Viruses like SARS-CoV-2 are natural escape artists. Faced with bodily defences and medical treatments designed to stamp them out, viruses can mutate their genetic blueprints to help them dodge these threats—as long as small groups of them persist out of sight.
Most healthy immune systems clear out viral particles from the body within days after an infection. However, in an immunocompromised person—like a patient with cancer—active viral particles can linger and replicate for months.
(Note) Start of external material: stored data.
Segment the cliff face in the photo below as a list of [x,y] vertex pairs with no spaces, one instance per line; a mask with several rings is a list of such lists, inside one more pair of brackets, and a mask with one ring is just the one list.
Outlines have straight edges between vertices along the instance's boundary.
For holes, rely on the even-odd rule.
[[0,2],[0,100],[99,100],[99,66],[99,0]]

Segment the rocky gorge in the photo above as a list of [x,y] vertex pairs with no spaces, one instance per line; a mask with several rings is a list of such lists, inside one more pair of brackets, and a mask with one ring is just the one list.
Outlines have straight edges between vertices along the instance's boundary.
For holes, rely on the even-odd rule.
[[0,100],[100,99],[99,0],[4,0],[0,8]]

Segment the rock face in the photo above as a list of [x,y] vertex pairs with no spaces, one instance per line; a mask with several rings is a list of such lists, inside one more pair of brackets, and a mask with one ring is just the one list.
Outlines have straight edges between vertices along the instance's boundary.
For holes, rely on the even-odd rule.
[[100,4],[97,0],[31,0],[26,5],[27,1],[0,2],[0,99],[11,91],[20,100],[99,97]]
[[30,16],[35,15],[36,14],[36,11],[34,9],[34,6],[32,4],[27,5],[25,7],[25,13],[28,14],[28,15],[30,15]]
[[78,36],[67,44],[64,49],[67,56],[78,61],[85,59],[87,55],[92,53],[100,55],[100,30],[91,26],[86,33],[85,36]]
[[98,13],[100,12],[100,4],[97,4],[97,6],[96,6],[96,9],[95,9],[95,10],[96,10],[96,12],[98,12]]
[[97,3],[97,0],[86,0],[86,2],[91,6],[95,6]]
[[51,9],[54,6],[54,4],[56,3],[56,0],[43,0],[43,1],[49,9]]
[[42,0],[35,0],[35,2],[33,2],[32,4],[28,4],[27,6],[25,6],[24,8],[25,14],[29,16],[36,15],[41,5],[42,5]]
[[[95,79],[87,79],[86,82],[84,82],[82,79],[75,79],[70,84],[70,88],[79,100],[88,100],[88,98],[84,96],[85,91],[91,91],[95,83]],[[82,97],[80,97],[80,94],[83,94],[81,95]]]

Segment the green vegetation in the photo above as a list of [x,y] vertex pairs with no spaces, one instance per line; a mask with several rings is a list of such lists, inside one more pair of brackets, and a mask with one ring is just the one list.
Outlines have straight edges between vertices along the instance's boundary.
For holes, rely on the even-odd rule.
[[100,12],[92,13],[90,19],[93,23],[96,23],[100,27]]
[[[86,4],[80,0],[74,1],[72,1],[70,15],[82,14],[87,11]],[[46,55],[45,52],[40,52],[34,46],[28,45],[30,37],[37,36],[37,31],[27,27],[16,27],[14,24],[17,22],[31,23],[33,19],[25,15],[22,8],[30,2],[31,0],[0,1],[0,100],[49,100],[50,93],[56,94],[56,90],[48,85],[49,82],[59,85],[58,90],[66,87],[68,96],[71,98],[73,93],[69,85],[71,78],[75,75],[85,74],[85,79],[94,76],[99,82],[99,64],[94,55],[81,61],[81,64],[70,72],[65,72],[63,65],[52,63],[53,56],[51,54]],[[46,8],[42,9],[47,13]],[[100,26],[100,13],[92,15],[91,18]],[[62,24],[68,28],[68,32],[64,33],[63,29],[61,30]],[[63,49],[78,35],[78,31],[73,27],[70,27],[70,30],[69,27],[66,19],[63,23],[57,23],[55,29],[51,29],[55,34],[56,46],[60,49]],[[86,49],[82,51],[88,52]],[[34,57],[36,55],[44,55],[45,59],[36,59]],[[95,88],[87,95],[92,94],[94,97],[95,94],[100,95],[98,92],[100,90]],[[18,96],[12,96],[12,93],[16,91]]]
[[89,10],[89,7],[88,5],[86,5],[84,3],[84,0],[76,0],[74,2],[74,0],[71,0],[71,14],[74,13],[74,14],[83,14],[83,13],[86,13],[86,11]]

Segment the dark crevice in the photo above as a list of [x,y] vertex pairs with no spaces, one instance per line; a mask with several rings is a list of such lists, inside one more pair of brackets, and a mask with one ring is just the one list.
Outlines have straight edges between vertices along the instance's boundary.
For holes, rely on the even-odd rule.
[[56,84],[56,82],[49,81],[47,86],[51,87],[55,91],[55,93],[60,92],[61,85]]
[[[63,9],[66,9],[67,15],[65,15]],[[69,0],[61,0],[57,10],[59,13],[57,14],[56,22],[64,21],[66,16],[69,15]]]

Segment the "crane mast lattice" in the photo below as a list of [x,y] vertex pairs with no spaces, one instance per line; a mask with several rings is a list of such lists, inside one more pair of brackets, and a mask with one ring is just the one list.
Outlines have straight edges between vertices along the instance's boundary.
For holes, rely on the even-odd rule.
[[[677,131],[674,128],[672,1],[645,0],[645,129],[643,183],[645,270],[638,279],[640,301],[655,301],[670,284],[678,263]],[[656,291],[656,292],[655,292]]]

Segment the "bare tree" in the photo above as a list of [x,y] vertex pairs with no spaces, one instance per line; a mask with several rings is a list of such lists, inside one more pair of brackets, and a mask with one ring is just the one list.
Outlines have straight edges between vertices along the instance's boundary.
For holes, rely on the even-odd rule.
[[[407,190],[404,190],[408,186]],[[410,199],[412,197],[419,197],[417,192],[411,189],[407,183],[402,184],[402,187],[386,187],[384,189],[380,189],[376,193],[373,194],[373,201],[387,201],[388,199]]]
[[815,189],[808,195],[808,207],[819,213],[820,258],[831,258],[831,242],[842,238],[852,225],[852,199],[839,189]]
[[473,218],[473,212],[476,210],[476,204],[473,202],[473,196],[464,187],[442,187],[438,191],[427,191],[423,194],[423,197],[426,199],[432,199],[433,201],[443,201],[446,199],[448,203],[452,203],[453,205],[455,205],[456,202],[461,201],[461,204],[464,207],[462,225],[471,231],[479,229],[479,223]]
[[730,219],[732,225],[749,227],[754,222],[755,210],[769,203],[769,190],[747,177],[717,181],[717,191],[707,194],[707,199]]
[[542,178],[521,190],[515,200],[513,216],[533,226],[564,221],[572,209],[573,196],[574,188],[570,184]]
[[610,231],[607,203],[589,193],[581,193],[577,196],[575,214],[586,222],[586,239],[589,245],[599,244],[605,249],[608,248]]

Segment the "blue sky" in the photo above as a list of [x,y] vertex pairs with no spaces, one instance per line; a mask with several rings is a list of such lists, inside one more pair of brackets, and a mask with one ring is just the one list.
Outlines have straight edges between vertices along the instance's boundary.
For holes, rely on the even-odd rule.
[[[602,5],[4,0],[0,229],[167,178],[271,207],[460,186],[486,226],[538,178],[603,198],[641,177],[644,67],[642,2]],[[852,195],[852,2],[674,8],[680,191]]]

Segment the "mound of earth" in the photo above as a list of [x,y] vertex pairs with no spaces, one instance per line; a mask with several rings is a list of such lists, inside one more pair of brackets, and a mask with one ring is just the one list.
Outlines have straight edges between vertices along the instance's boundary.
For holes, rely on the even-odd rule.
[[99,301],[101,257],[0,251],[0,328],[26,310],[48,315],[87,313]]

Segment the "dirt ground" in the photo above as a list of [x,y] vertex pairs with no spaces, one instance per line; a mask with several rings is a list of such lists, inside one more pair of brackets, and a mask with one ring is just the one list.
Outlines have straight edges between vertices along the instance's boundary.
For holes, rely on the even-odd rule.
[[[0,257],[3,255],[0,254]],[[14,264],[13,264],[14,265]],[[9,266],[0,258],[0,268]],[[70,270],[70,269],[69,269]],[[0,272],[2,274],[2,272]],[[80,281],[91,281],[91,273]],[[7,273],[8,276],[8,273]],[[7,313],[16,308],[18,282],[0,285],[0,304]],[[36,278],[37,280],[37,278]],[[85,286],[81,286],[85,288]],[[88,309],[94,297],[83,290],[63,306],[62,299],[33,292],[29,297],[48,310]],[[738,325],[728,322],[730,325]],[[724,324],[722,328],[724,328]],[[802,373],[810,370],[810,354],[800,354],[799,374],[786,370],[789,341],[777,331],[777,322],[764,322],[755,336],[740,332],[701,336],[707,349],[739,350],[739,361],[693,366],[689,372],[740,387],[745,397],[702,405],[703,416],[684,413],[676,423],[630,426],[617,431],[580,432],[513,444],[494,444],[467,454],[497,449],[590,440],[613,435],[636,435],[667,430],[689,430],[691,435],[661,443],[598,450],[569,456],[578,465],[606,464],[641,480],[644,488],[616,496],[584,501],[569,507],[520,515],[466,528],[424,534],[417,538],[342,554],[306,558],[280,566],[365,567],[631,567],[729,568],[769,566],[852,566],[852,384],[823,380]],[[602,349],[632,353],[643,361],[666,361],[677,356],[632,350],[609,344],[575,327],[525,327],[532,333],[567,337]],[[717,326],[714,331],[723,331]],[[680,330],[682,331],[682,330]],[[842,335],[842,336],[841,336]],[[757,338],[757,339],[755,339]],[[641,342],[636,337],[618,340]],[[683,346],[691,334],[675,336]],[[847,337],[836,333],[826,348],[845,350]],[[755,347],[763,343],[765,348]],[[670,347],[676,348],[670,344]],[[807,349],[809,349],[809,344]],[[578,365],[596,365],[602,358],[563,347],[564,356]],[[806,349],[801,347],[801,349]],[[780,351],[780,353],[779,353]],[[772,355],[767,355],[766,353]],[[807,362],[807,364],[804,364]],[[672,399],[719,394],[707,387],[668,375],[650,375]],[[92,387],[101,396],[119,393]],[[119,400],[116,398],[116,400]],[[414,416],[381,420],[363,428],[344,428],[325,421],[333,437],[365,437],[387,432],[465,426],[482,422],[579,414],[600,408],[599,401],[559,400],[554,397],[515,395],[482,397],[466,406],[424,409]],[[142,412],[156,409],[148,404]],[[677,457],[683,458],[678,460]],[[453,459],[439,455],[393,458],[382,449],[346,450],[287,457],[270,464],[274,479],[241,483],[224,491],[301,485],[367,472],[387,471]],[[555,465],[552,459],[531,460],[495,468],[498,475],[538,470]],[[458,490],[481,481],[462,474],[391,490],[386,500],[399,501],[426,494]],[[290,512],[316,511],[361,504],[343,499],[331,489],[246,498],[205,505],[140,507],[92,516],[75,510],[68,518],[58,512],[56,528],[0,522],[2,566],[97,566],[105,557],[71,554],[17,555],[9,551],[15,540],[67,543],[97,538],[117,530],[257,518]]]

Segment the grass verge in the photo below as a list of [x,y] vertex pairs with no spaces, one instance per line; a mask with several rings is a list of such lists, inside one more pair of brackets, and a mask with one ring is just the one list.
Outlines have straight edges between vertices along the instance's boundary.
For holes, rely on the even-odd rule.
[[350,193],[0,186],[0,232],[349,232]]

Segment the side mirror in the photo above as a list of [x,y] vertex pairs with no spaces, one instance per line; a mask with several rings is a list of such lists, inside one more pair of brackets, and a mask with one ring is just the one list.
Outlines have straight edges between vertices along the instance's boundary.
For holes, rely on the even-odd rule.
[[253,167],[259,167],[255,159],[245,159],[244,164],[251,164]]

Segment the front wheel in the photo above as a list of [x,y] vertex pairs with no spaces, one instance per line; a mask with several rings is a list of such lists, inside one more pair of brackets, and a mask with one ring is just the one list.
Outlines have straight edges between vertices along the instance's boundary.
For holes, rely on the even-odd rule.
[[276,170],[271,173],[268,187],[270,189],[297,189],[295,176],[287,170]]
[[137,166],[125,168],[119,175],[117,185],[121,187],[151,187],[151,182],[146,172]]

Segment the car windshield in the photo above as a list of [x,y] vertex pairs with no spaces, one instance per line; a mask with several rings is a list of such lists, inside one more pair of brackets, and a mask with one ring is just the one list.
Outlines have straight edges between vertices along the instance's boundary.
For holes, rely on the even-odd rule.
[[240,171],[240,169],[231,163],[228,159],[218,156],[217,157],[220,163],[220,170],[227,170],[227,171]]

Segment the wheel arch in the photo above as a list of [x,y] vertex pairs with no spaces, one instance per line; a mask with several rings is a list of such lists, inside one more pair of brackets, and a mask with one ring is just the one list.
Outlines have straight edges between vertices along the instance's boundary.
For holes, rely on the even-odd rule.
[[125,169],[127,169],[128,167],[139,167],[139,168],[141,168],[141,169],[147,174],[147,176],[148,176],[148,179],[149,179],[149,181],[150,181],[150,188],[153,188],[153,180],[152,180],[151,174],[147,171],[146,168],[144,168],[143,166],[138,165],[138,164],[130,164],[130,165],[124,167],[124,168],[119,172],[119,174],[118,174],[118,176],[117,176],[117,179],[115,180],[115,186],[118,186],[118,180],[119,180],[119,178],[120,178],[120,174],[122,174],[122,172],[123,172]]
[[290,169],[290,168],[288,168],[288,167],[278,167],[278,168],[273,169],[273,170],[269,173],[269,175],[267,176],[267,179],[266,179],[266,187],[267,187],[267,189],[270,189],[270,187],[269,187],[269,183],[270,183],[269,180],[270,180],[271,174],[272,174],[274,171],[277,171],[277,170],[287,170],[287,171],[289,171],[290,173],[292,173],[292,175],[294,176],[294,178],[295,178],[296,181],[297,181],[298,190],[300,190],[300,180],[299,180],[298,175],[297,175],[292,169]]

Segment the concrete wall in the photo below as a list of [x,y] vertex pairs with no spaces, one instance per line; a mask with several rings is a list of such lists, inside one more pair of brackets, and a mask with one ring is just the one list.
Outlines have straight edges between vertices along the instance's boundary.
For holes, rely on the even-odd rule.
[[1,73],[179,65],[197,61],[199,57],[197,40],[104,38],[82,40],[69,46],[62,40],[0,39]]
This gives them more time to acquire escape mutations that make existing vaccines or antiviral drugs ineffective, forming new, more dangerous viral variants.
To support both patient care and public health efforts, experts like Karrie Ko say it’s critical to actively monitor persistent infections like these for signs of new escape mutations, especially when viruses of global concern like SARS-CoV-2 are involved.
“With today’s sequencing technologies, we can study how viruses evolve over a chronic infection’s course in a hospital setting,” said Ko, a PhD student at A*STAR’s Genome Institute of Singapore (GIS) and consultant pathologist at Singapore General Hospital (SGH).
In the early days of the COVID-19 pandemic, Ko and GIS Scientist, Chayaporn Suphavilai, teamed up with clinicians and researchers from SGH and Thailand’s Chiang Mai University to establish a robust microbial genomic surveillance programme of SGH patients, aiming to track dangerous SARS-CoV-2 escape mutations.
Among the patients monitored in the programme were two immunocompromised individuals with COVID-19 infections that lasted over 90 days. The team performed whole-genome sequencing (WGS) on remnant nasopharyngeal samples taken from both patients over the course of their active infections.
As suspected, the team found that SARS-CoV-2 from both patients gradually acquired clusters of mutations in genes encoding the spike (S) protein’s receptor binding domain, which is a frequent target for antibody treatments such as REGN-COV2.
“Over the course of these infections, the virus evolved with both a permissive environment—a compromised immune system—and selection pressure from the various therapies used to treat both patients,” Ko explained.
These findings underscore the importance of genomic monitoring and special infection control measures for the immunocompromised. “The study supported changes in hospital policy,” Ko elaborated. “It became standard practice for these vulnerable patients to receive additional sensitive diagnostic tests and be cared for in isolated rooms.”
Moreover, the study demonstrated how cutting-edge sequencing technologies and close collaboration between scientists and clinicians can improve early warning systems for viral outbreaks. “Bringing fast, easy and applicable microbial genomics tools to the bedside makes sense not just for pandemic preparedness, but for hospital pathogen surveillance that protects individual patients and public health,” said Ko.
The A*STAR-affiliated researchers contributing to this research are from the Genome Institute of Singapore (GIS).